I sense her confusion and bolt out of my warm bed to rescue her - she won the twin sister lottery for the top bunk, another new sleeping arrangement, and I'm not entirely confident that she can get down by herself, especially in the dark.
Back in bed, I lay there wondering - how did I know it was Jaeda and not Tristyn? And why did it matter, really? My child needed assistance going pee at 2am - a perfectly normal occurence.
I recall a night perhaps 2 years ago, before the girls had turned one. We were staying at my father-in-law's place in White Rock, just outside of Vancouver B.C. The girls slept in pack-n-plays at the foot of our bed.

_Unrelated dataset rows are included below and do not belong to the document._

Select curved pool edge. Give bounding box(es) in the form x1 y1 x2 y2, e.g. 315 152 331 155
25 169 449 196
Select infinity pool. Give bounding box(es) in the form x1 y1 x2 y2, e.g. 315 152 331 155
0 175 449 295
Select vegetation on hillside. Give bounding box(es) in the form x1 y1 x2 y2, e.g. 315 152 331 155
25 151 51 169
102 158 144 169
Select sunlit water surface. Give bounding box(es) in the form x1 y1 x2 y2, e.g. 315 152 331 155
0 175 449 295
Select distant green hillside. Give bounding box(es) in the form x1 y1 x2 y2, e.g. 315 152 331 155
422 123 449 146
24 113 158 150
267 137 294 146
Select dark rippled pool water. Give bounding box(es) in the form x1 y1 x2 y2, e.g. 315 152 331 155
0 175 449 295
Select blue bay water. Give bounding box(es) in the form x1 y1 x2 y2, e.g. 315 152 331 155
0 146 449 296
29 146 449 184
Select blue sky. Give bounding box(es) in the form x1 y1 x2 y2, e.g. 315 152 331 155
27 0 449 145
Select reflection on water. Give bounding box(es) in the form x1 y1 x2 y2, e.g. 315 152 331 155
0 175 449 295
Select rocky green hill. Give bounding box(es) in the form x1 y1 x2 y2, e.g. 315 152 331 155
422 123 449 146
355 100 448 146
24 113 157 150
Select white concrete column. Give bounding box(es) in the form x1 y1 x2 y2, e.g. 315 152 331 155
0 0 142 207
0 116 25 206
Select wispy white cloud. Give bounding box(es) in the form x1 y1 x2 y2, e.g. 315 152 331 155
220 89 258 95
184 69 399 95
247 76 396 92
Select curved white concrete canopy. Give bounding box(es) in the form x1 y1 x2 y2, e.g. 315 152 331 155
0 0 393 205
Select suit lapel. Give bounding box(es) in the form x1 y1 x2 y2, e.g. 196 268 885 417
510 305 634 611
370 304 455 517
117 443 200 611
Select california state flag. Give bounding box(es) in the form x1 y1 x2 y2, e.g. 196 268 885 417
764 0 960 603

Without any warning or reason, I suddenly knew that Jaeda needed me. Mind you, this was in the midst of 11 months of sleep deprivation, and I would have done anything to avoid an interruption of sleep, especially without reason.
Both girls were gloriously quiet.
But as I reached into Jaeda's crib, my heart was pounding and I began to call out her name as I realized, horrified, that the elastic cord of the sleeping bag placed between the sheet and the mattress for padding was wrapped around her neck and torso so many times that I could not untangle her from it's grip.
Seconds felt like minutes as I freed her and felt her breath on my neck. I cradled her tiny body and cuddled her up next to me, holding her as though my life depended on it.
A moment in time can drastically change the course of so many lives. Tristyn would be a twinless twin and my husband and I would lose a piece of our hearts forever.
I can only hope that I have more positive life changing moments in my life than negative ones.